# check mate



## Guest (Oct 30, 2008)

*i love 'em! i want a pair!!! they're like such my style!*










Special Blend Glam Pant - Women's from Backcountry.com


----------



## Guest (Oct 30, 2008)

as hot as they are though, they don't match my new jacket  (as seen below)










so i'll probably get these instead...










minus the suspenders. 

whatcha think?

i really do want those patchwork ones though!!! they're the heat! damn. i need to find me a sugar daddy!


----------



## stuntmanmike (Dec 21, 2007)

who cares if they match??????

get the first pair they are sick.


----------



## PaoloSmythe (Aug 19, 2007)

get black, grey or white clothing.

let your riding skills get you noticed on the hill (if that is all you care about) not your shockingly poor taste in what you think looks hawt!


----------



## Guest (Oct 30, 2008)

but purple's my favorite color   :dunno:


----------



## PaoloSmythe (Aug 19, 2007)

N~R~G said:


> but purple's my favorite color   :dunno:


ha. not that you need to be told but, ignore me.

boredom brings out the 'worst' in me.... and i am currently not feeling my 'best'!

wear what you want; if snowboarding allows for a stage on which to diversify into self expression, then no drab coloured limey can say or do anything aboot it!


----------



## RomeBeta32 (Oct 21, 2008)

Suspenders rock! Just kidding, the straight purple are better. I would recommend white, like PaoloSmythe said. That is just my two cents. The checker pants remind me of Ice cream, for sure the straight purple pants.


----------



## Guest (Feb 1, 2009)

well i didn't get the checkered pants, but i did manage to get pants that don't match in any sort of fashion but the color...

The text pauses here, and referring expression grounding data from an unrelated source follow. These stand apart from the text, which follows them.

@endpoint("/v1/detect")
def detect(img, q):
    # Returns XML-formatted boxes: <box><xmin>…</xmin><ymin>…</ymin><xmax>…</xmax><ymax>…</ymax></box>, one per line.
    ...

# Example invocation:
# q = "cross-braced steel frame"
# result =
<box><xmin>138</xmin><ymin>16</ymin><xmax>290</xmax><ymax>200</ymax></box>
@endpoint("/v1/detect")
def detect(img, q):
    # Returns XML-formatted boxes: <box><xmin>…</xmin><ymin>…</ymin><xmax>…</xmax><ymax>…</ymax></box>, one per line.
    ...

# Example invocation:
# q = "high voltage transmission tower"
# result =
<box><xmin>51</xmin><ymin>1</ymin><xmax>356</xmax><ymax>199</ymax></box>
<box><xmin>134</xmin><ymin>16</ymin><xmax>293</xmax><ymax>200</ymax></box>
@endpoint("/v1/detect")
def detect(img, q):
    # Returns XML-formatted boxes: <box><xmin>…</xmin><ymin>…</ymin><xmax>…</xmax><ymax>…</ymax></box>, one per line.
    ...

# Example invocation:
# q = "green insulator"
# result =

the pants are white w/ lil teal & purple flowers on them that look more like stars unless you're looking at them up close. but regardless, they don't match my jacket at all, lol. oh well :dunno:

i bought them to be warm & comfortable, so hopefully they do the job!


----------



## Guest (Feb 1, 2009)

The pants you bought still look cool with that jacket, and its Special Blend, so its automatically cool lol. i really want some of the Special Blend LRG pants. Friend has the jacket, not too crazy about it, but the pants are awesome


----------